There are some strengths and limitations deserving to be mentioned. Firstly, to the best of our knowledge, the current study is the very first study to explore the cross-sectional association between normal and higher MCV level with cognition in Chinese population. Secondly, our study has a relatively large sample size, which allows a much greater possibility of making reasonable conclusions and providing support for further investigations on the underlying association between MCV and cognitive performance. Besides, CHARLS offers a broad range of potential confounders including blood biomedical parameters measured by standardized protocols and rigid quality control [23, 40], social-demographic and health-related factors. However, this study also has some limitations. In the first place, the majority of the recruited participants are lowly educated and 82.1% of them hold rural Hukou, which might not be representative of the general Chinese population. For example, Jia et al. [3] reported that a greatly higher prevalence of dementia and AD was found in rural areas than in urban ones and they proposed an explanation for the urban-rural differences is education. Hence, the extrapolation of this study still requires caution. Second of all, a relatively limited number of cognitive domains were measured, the association of MCV level with other cognitive function tests’ scores such as reaction time and prospective memory remains unclear. Thirdly, some other variables including vitamin B12, folate level and thyroid function are also closely associated with MCV level [41], how these factors might affect the association between MCV and cognitive performance remain unanswered.

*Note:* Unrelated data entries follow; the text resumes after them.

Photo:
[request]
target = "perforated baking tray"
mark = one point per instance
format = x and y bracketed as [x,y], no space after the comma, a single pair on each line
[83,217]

Last but not least, we only explored the association between higher MCV level and cognitive performance cross-sectionally, whether high MCV level might play a causal role in adversely affecting cognitive function remain unclear.
Conclusions
In conclusion, in this large population-based cross-sectional study, we demonstrated that the association between higher MCV level and poor episodic memory existed both in male and female subjects, while the association between higher MCV level and poor global cognitive performance, as well as mental status only existed in male subjects. Our study suggests that for middle-aged and elderly Chinese male subjects with MCV level higher than 100 fl, it is necessary for them to pay special attention to cognitive function, in order to prevent cognitive decline. Meanwhile, further studies are required to evaluate the association between MCV level and cognitive performance by considering sex into consideration both cross-sectionally and longitudinally.